Nul doute, il existe un parallèle à faire avec la pénurie de main-d’œuvre. Le manque est sans précédent et sévit simultanément dans tous les secteurs. Dans certains hôpitaux, on a fait une trouvaille, le temps supplémentaire obligatoire (TSO). Une façon de nier le problème. Dans les commerces, des commis pas plus hauts que trois pommes à qui l’on demande la même dextérité qu’aux personnes expérimentées, encore une façon de noyer le poisson. La machine à imprimer des dollars et les caisses enregistreuses fonctionnent à plein régime. Les clients se comportent comme s’il n’y avait rien de nouveau. Il y a un manque de personnel dites-vous, ben voyons.

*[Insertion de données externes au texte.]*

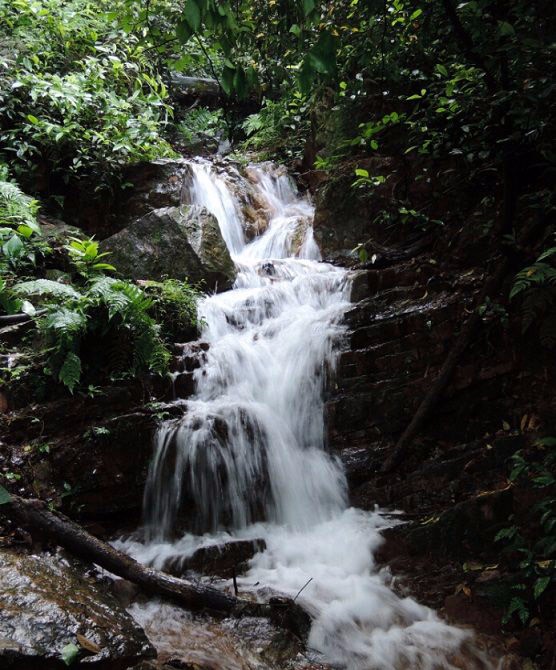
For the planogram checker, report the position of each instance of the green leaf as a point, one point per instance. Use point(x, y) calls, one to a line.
point(505, 29)
point(70, 372)
point(70, 653)
point(192, 15)
point(322, 56)
point(13, 247)
point(227, 80)
point(295, 30)
point(240, 82)
point(540, 586)
point(308, 7)
point(183, 31)
point(5, 497)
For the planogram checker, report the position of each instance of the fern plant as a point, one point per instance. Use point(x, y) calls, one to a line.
point(86, 257)
point(106, 315)
point(18, 226)
point(535, 286)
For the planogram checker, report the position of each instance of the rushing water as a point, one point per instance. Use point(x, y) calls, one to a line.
point(249, 454)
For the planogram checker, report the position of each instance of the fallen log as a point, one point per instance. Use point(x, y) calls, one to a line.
point(36, 517)
point(201, 88)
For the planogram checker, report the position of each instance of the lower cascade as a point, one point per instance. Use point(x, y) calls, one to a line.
point(248, 453)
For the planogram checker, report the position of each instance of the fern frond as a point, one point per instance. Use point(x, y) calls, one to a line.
point(46, 287)
point(65, 321)
point(70, 372)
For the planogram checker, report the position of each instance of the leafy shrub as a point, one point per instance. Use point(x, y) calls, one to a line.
point(201, 121)
point(281, 127)
point(85, 255)
point(535, 286)
point(105, 329)
point(79, 98)
point(19, 229)
point(174, 306)
point(530, 548)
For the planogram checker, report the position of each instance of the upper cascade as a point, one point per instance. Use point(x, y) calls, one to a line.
point(248, 459)
point(250, 445)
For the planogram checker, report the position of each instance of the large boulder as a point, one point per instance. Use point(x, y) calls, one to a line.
point(48, 603)
point(160, 183)
point(177, 242)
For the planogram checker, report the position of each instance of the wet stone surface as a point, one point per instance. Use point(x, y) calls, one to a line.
point(48, 604)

L’empathie s’est perdue dans la vitesse des actions humaines, déjà que l’image du métro-boulot-dodo nous laissait entrevoir la laideur de ce qui nous attendait. Nous nous y sommes néanmoins précipités à corps perdu, sans âme et surtout sans prendre le temps de réfléchir. Toujours la rengaine du temps perdu, le temps c’est de l’argent donc ne pas en perdre, rien à perdre on mise tout sur le plus rapide. Perdre sa vie à la gagner. Réfléchir mais pourquoi faire? Surtout qu’il faut du temps pour le faire et c’est précisément ce que nous n’avons pas, que nous n’avons plus.
Pour retrouver l’empathie, il faut retrouver le temps de se voir vivre. Il faut retrouver le temps de comprendre l’autre. Il faut aussi retrouver le temps de souffler, le temps d’entendre, le temps d’observer. Peut-être serons-nous en mesure, à nouveau, d’entendre la plainte de l’autre.
Nous vous recommandons, bien humblement, de réécouter la magnifique chanson de Paul Piché, l’Escalier. Je nous souhaite une très bonne année à s’écouter et à s’entendre chanter l’espoir que nous puissions arriver à freiner avant que la vitesse nous siffle l’humanité qu’il nous reste.